Dans un rapport de terrain auprès de migrants arrêtés par les forces de l’ordre, l’association GADEM de défense des migrants dénonce des « arrestations de masse », des conditions de détention « inhumaines », des « violences verbales et physiques », et des « expulsions et refoulements en dehors de tout cadre légal ». Une situation qui contredit les engagements pris par Rabat depuis 2013
C’est une note sans précédent publiée par le Groupe antiracisme d’accompagnement et de défense des étrangers et migrants (GADEM). Dans son rapport d’une trentaine de pages, l’association, témoignages à l’appui, fait état de plusieurs arrestations de masse, notamment à Tanger, de discriminations basées sur l’origine, de rétention administrative cruelle et dégradante et enfin d’expulsions hors de tout cadre juridique.
Un florilège de débordements à caractère raciste des fonctionnaires de police mais aussi d’un dérapage –contrôlé ou non – de la politique migratoire du Maroc qui verse dans l’indignité.
La note, publiée le 11 octobre, intitulée « Expulsions gratuites », second volet d’une enquête de terrain sur la situation des migrants au Maroc, parle notamment d’arrestations dans la rue mais aussi d’irruptions dans les domiciles. Pour celles-ci, deux témoignages confirment que les forces de l’ordre se présentent à chaque fois cagoulés, entrant dans les domiciles des migrants et usant de la force et de coups pour les faire obtempérer. Parmi eux, certains disposant de passeports leur sont déchirés par les forces de l’ordre, comme l’atteste un Camerounais. Pour un autre migrant, du même pays, il a été question d’une arrestation alors que celui-ci était en route pour Rabat afin de renouveler son document délivré par le Haut commissariat aux réfugiés (HCR).

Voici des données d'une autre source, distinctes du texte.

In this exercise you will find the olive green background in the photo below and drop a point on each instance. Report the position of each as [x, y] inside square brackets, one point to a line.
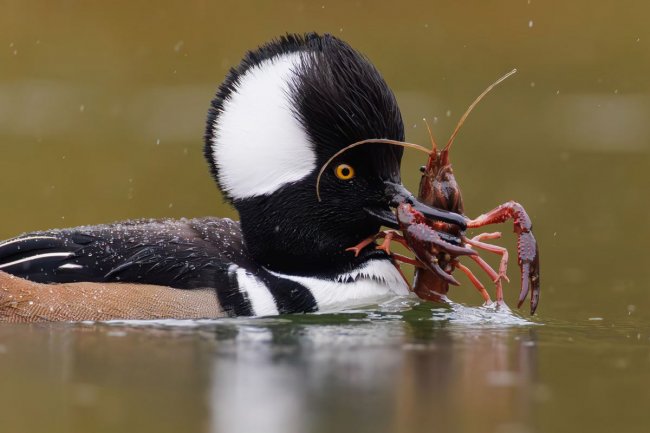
[102, 108]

« L’autre arrestation, le 11 septembre [la personne a été arrêtée une première fois le 7/09/18], ils [les forces de l’ordre] sont tous venus à 8h à la maison […] et pour éviter les représailles, quand ils ont frappé, on a ouvert. C’était une brigade antigang avec les cagoules. […] Deux personnes en cagoule m’ont neutralisé et mis à terre. J’ai commencé à parler et demander ce qui se passait. Deux ont commencé à me frapper au niveau des côtes avec des coups de poings. » (Témoignage de B. Sénégal recueilli le 28/09/18 à Rabat)
L’association GADEM ne manque pas de souligner qu’il s’agit ici d’arrestations arbitraires « de toute personne noire non ressortissant marocain », faisant fi de la régularité ou non de sa situation administrative. Cette pratique, comme l’affirme l’association, aurait pout but de satisfaire des « quotas journaliers fixant un nombre d’arrestations »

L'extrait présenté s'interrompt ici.